第19章 Turbulence!〈遠坂 雪音〉
「で?」
『大丈夫って言っといて。腐ってもヒロトさん達に余計な心配かけないでよ。暴力とかそういうのは無いし、ちゃんと…逃げてる』
「逃げてるってお前なぁ…」
『良いの。取り敢えず、大丈夫だって言っておいて良いから。ありがとね、マサキ』
「お、おー…」
『じゃあね。此処で』
「剣城君には頼らない訳?」
『頼らない。頼れないでしょ…今更』
無理な話だ。
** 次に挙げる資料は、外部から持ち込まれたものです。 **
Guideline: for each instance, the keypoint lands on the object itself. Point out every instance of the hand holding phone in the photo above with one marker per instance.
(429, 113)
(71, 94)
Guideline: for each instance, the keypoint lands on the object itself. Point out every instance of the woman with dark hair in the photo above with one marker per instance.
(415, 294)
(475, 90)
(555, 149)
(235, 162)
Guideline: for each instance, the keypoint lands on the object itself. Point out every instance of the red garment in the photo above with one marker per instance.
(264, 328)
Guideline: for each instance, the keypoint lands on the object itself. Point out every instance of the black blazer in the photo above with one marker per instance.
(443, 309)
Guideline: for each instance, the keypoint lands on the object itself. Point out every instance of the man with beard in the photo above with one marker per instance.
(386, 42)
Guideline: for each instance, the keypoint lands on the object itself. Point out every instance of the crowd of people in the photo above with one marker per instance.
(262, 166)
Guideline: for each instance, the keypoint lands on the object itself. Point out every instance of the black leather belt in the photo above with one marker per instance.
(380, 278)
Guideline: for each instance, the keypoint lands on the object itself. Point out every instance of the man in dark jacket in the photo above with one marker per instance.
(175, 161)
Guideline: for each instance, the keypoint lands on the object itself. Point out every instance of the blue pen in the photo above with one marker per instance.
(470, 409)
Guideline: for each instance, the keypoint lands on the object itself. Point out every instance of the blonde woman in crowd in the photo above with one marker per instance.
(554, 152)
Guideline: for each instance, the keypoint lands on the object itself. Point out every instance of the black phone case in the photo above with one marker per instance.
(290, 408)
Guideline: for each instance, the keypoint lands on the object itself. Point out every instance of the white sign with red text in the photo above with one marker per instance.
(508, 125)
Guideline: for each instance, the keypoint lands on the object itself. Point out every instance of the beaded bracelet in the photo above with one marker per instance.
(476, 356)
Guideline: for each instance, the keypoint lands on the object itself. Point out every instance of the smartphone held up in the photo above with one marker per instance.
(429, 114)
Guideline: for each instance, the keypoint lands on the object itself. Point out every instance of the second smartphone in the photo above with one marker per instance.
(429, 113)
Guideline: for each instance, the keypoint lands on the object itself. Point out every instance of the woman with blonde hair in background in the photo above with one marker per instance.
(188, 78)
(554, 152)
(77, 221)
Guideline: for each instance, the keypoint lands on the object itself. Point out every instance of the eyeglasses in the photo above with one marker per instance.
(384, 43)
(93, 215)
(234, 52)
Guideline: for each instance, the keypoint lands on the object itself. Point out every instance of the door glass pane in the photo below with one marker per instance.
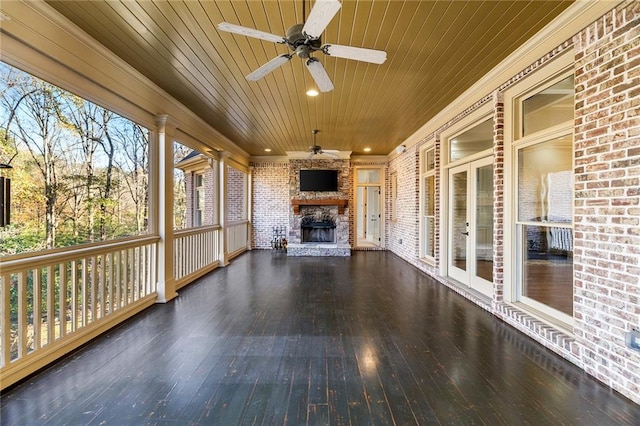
(551, 106)
(373, 213)
(545, 182)
(429, 159)
(484, 222)
(360, 211)
(460, 234)
(472, 141)
(548, 265)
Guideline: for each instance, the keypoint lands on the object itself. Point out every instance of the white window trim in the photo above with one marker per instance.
(553, 72)
(381, 184)
(429, 146)
(478, 116)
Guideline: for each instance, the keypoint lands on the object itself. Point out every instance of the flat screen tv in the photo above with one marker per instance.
(318, 180)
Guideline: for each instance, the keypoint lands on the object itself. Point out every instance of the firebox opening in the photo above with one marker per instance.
(318, 229)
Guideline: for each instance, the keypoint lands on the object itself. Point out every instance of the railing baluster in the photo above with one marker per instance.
(22, 315)
(101, 286)
(85, 297)
(37, 308)
(51, 321)
(5, 320)
(74, 296)
(62, 298)
(94, 290)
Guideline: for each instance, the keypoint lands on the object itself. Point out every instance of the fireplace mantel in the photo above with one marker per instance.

あれだけ通信拒否しておいて、今更助けて下さいなんて。馬鹿な話。そんな図々しい人間にはなりたく無い。
『それじゃあ』
あっさりと後ろを向いて、自分の家へ帰る。怒鳴られないうちに早く帰ろう。波風立てずに過ごせるなら、一番それが良いに決まってる。
「雪音、帰ったか」
『只今帰りました。明日の生徒会総会の資料作りをしていたので遅くなってしまいました。何かございましたか?』
「急遽、来月式を挙げる事にした。今月末で高校は中退とする」
『え…?』
「お前と鴫原さんとの関係も良好の様だしな。良いだろう?」
何処をどう見たら良好に見えるのか聞かせてもらっても良いですか?というか…高校に入ったのも、私のお飾りを増やす為だったんだね。そうでなきゃ貰ってくれない。でも、貰ってくれるからこれ以上の努力は無駄だって?…良い加減にしてよ。
『少し…考える時間を下さい』
「言っておくが決定事項だ。これでお前のを鴫原さんに差し出せば、私の政界進出も間違い無いな」
何それ。結局私は道具だったって?やっぱりそうか…。大人なんてロクな奴居ないんだから。どうして子供がこんなクソみたいな奴に従わなきゃいけないの。どうして…?
「やあやあ、雪音ちゃん。これで僕達、夫婦だね」
気持ち悪い…。そんな汚い手で触らないで。お願いだから…もう辞めて。この調子なら耐えられると思ってたのに。
『そ、そうですね…』
「さぁ、行こうか。夫婦がやる事なんて…一つしかないよね」
嫌…。こんな奴に抱かれる位なら、死んだ方がマシ。
「行くよ」
『や、やだ…離して…!』
「ほら…」
必死に手を振り切って窓から飛び降りた。くっそ…この普段着動きにくいんだよ…!
『はっ…はっ…』
逃げて…しまった。怒られてしまうだろうか。でも…流石に高校生なら、本当に好きな人以外なら貞操を守り抜きたい。
〈菖蒲…どうしよう…!〉
菖蒲に急遽ラインした。自分じゃどうもできない。